Эйдриен хихикнула, обрадовавшись, что добилась от него хоть какой-то реакции.
— Послушайте, Льюис, — властно обратился к пациенту Шоу.
Тот покачал головой и закрыл глаза.
— Доктор, оставьте меня. —
Голос звучал глухо, точно сквозь каменную стену.— Я вас выписываю, — объявил психиатр.
Слова не сразу проникли в капсулу отрешенности, которой окружил себя Макбрайд. Его глаза приоткрылись, и он искоса посмотрел на врача.
— Только сначала вам придется внимательно меня выслушать, — проговорил Шоу.
Пациент затаил дыхание. Его собеседник откашлялся, словно собираясь сообщить нечто важное, как вдруг в разговор вмешалась Эйдриен.
— Ты не виновен! — выпалила она, не в силах оттягивать важное объяснение. — Ты никого не убивал.
— Позвольте мне самому… — прервал ее Шоу.
Эйдриен коснулась ладонью щеки Макбрайда, повернула к себе его лицо и заглянула в глаза:
— Я проверила по архивам. Ни убийства, ни полицейского расследования — все это ложь.
Льюис покачал головой:
— Нет, я знаю, что случилось. Такого не придумаешь.
— Ты ошибаешься. У тебя даже жены не было, не говоря уж о ребенке. — Эйдриен замолчала и некоторое время колебалась: сказать ли, что его среди живых тоже формально нет? — Это так же, как у Никки — тебя каким-то образом заставили поверить в несуществующее.
— Кто заставил? — скептично проговорил Макбрайд, даже не рассчитывая на ответ, поставивший Эйдриен в тупик. Та промолчала, и он повторил: — Кто?
Не находя ответа, девушка посмотрела на Шоу. Тот тоже молчал. Тогда Эйдриен пожала плечами и призналась:
— Не знаю. Кто-то.
Макбрайд отвернулся и глухо проговорил:
— Не надо, впустую это. Я все прекрасно помню — мне до сих пор кажется, что у меня бита в руках.
— Лью, — начал Шоу, но тот перебил его и заговорил с Эйдриен:
— То есть ты хочешь сказать, что я просто экран для чьего-то проектора?

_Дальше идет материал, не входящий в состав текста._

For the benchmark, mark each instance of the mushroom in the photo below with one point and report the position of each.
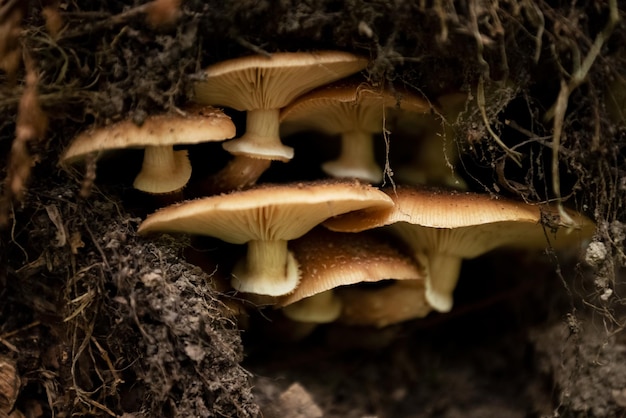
(443, 227)
(261, 85)
(329, 260)
(164, 170)
(265, 218)
(356, 111)
(382, 306)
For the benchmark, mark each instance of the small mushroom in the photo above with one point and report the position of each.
(266, 218)
(356, 111)
(164, 170)
(329, 260)
(261, 85)
(400, 301)
(443, 227)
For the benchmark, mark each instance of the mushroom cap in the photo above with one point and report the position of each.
(198, 124)
(331, 259)
(465, 224)
(400, 301)
(347, 106)
(268, 212)
(260, 82)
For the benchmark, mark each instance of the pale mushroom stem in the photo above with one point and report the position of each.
(321, 308)
(442, 276)
(268, 269)
(356, 159)
(262, 138)
(163, 170)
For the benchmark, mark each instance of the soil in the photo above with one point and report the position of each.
(96, 321)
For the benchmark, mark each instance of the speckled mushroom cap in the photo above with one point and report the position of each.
(266, 217)
(331, 259)
(445, 226)
(164, 170)
(356, 110)
(262, 85)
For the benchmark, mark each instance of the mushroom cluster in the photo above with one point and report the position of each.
(331, 249)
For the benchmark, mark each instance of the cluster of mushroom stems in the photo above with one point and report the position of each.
(311, 245)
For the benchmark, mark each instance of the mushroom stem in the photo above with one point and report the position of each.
(321, 308)
(268, 269)
(240, 172)
(356, 159)
(262, 137)
(163, 169)
(442, 275)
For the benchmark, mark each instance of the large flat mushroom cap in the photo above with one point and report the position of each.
(486, 222)
(331, 259)
(268, 212)
(260, 82)
(346, 106)
(196, 125)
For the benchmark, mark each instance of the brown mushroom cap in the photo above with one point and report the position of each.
(262, 85)
(443, 227)
(265, 218)
(356, 111)
(331, 259)
(164, 170)
(379, 307)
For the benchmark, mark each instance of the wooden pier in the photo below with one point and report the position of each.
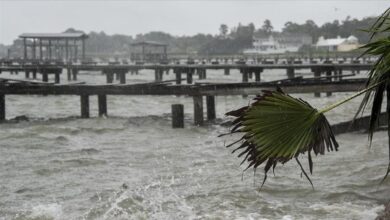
(198, 92)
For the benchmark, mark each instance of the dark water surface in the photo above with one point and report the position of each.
(132, 165)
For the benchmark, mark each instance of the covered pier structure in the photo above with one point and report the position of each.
(53, 46)
(148, 52)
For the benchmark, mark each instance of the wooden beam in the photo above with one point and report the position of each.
(102, 104)
(210, 103)
(177, 116)
(2, 107)
(84, 103)
(198, 110)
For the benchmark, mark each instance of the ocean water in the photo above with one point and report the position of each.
(133, 165)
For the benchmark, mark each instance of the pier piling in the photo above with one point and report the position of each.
(177, 116)
(102, 105)
(2, 107)
(210, 103)
(198, 110)
(84, 101)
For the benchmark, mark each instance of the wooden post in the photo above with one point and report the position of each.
(40, 49)
(50, 50)
(34, 74)
(161, 74)
(178, 76)
(2, 107)
(227, 71)
(189, 76)
(102, 104)
(83, 48)
(257, 75)
(45, 76)
(122, 77)
(57, 78)
(84, 101)
(198, 110)
(177, 116)
(210, 102)
(329, 74)
(244, 72)
(340, 73)
(109, 76)
(69, 73)
(66, 50)
(34, 54)
(74, 73)
(25, 48)
(290, 73)
(317, 73)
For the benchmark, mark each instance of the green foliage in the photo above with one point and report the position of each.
(278, 128)
(379, 74)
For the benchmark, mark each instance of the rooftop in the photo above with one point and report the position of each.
(54, 35)
(150, 43)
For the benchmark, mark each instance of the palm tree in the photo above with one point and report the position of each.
(379, 74)
(278, 128)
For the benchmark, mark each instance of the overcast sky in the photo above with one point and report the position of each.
(179, 17)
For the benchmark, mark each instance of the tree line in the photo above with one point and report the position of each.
(229, 40)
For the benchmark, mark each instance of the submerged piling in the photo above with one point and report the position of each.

Собеседница подумала, пожала плечами и ответила:
— Ну, в некотором смысле да.
Льюис обратился к психиатру:
— Ладно, предположим, вы правы. Только я не вижу в этом смысла. С чего вдруг кому-то понадобилось, чтобы я считал себя убийцей? — Шоу молча нахмурился, и Макбрайд с отчаянием обратился к Эйдриен: — Какой смысл?
Вопрос повис в воздухе, и в пустой, стерильной комнате наступила сверхъестественная тишина. Трудный вопрос, на который так сразу и не ответишь. Эйдриен отчаянно пыталась найти объяснение тому, что случилось с Лью. И вдруг нашла. Оно оказалось таким простым. Она откашлялась и сказала:
— Чтобы ты покончил с собой. Как Никки.
Когда с Макбрайда сняли ремни, он смог прочесть вырезку из «Икземинера». Затем Шоу сказал ему:
— Лью, а теперь я хотел бы вас загипнотизировать.
— Нет уж, док, увольте: плавали — знаем. Если не возражаете…
— Я не смогу вас отпустить, — объяснил Шоу, — пока не удостоверюсь, что вы не находитесь под влиянием постгипнотического внушения. Откуда бы оно ни происходило.
Пациент задумался и обратил на доктора непокорный взгляд.